[v4,2/3] rust: block: add rnull, Rust null_blk implementation

Commit Message

Andreas Hindborg June 1, 2024, 1:40 p.m. UTC

From: Andreas Hindborg <a.hindborg@samsung.com>

This patch adds an initial version of the Rust null block driver.

Signed-off-by: Andreas Hindborg <a.hindborg@samsung.com>
---
 drivers/block/Kconfig  |  9 +++++
 drivers/block/Makefile |  3 ++
 drivers/block/rnull.rs | 81 ++++++++++++++++++++++++++++++++++++++++++
 3 files changed, 93 insertions(+)
 create mode 100644 drivers/block/rnull.rs

Comments

Keith Busch June 1, 2024, 2:24 p.m. UTC | #1

On Sat, Jun 01, 2024 at 03:40:04PM +0200, Andreas Hindborg wrote:
> +impl kernel::Module for NullBlkModule {
> +    fn init(_module: &'static ThisModule) -> Result<Self> {
> +        pr_info!("Rust null_blk loaded\n");
> +        let tagset = Arc::pin_init(TagSet::try_new(1, 256, 1), flags::GFP_KERNEL)?;
> +
> +        let disk = {
> +            let block_size: u16 = 4096;
> +            if block_size % 512 != 0 || !(512..=4096).contains(&block_size) {
> +                return Err(kernel::error::code::EINVAL);
> +            }

You've set block_size to the literal 4096, then validate its value
immediately after? Am I missing some way this could ever be invalid?

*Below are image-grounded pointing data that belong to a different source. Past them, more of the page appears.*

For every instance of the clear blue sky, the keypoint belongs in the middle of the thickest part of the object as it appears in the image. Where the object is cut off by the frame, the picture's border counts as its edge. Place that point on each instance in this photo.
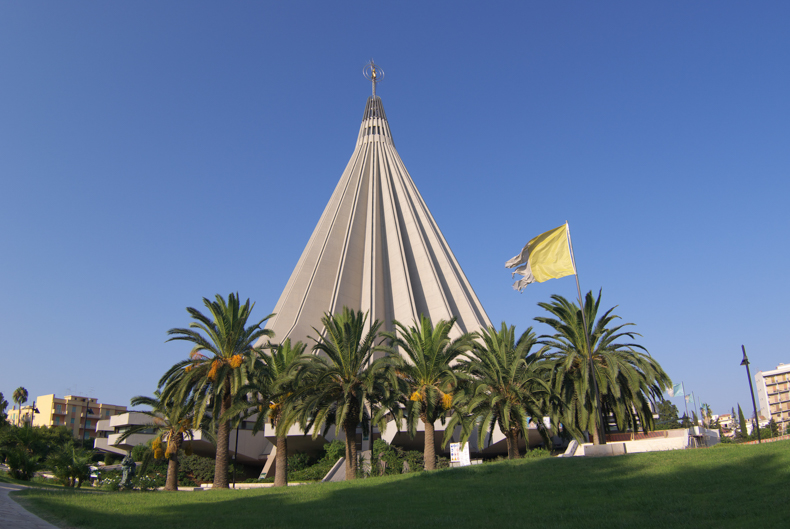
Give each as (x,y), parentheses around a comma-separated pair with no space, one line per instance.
(153,153)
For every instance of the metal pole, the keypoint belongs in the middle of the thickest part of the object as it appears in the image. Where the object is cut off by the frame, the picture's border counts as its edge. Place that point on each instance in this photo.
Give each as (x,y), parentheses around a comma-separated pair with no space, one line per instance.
(598,411)
(236,453)
(745,362)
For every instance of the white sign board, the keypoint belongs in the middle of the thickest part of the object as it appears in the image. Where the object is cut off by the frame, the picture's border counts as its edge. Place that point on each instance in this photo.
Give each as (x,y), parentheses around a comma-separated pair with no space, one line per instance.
(460,455)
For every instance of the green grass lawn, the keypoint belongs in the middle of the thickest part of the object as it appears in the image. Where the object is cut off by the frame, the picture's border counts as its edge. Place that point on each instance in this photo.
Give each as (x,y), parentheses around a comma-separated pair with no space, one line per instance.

Andreas Hindborg June 1, 2024, 3:36 p.m. UTC | #2

Keith Busch <kbusch@kernel.org> writes:

> On Sat, Jun 01, 2024 at 03:40:04PM +0200, Andreas Hindborg wrote:
>> +impl kernel::Module for NullBlkModule {
>> +    fn init(_module: &'static ThisModule) -> Result<Self> {
>> +        pr_info!("Rust null_blk loaded\n");
>> +        let tagset = Arc::pin_init(TagSet::try_new(1, 256, 1), flags::GFP_KERNEL)?;
>> +
>> +        let disk = {
>> +            let block_size: u16 = 4096;
>> +            if block_size % 512 != 0 || !(512..=4096).contains(&block_size) {
>> +                return Err(kernel::error::code::EINVAL);
>> +            }
>
> You've set block_size to the literal 4096, then validate its value
> immediately after? Am I missing some way this could ever be invalid?

Good catch. It is because I have a patch in the outbound queue that allows setting
the block size via a module parameter. The module parameter patch is not
upstream yet. Once I have that up, I will send the patch with the block
size config.

Do you think it is OK to have this redundancy? It would only be for a
few cycles.

Best regards,
Andreas

Keith Busch June 1, 2024, 4:01 p.m. UTC | #3

On Sat, Jun 01, 2024 at 05:36:20PM +0200, Andreas Hindborg wrote:
> Keith Busch <kbusch@kernel.org> writes:
> 
> > On Sat, Jun 01, 2024 at 03:40:04PM +0200, Andreas Hindborg wrote:
> >> +impl kernel::Module for NullBlkModule {
> >> +    fn init(_module: &'static ThisModule) -> Result<Self> {
> >> +        pr_info!("Rust null_blk loaded\n");
> >> +        let tagset = Arc::pin_init(TagSet::try_new(1, 256, 1), flags::GFP_KERNEL)?;
> >> +
> >> +        let disk = {
> >> +            let block_size: u16 = 4096;
> >> +            if block_size % 512 != 0 || !(512..=4096).contains(&block_size) {
> >> +                return Err(kernel::error::code::EINVAL);
> >> +            }
> >
> > You've set block_size to the literal 4096, then validate its value
> > immediately after? Am I missing some way this could ever be invalid?
> 
> Good catch. It is because I have a patch in the outbound queue that allows setting
> the block size via a module parameter. The module parameter patch is not
> upstream yet. Once I have that up, I will send the patch with the block
> size config.
> 
> Do you think it is OK to have this redundancy? It would only be for a
> few cycles.

It's fine, just wondering why it's there. But it also allows values like
1536 and 3584, which are not valid block sizes, so I think you want the
check to be:

	if !(512..=4096).contains(&block_size) || ((block_size & (block_size - 1)) != 0)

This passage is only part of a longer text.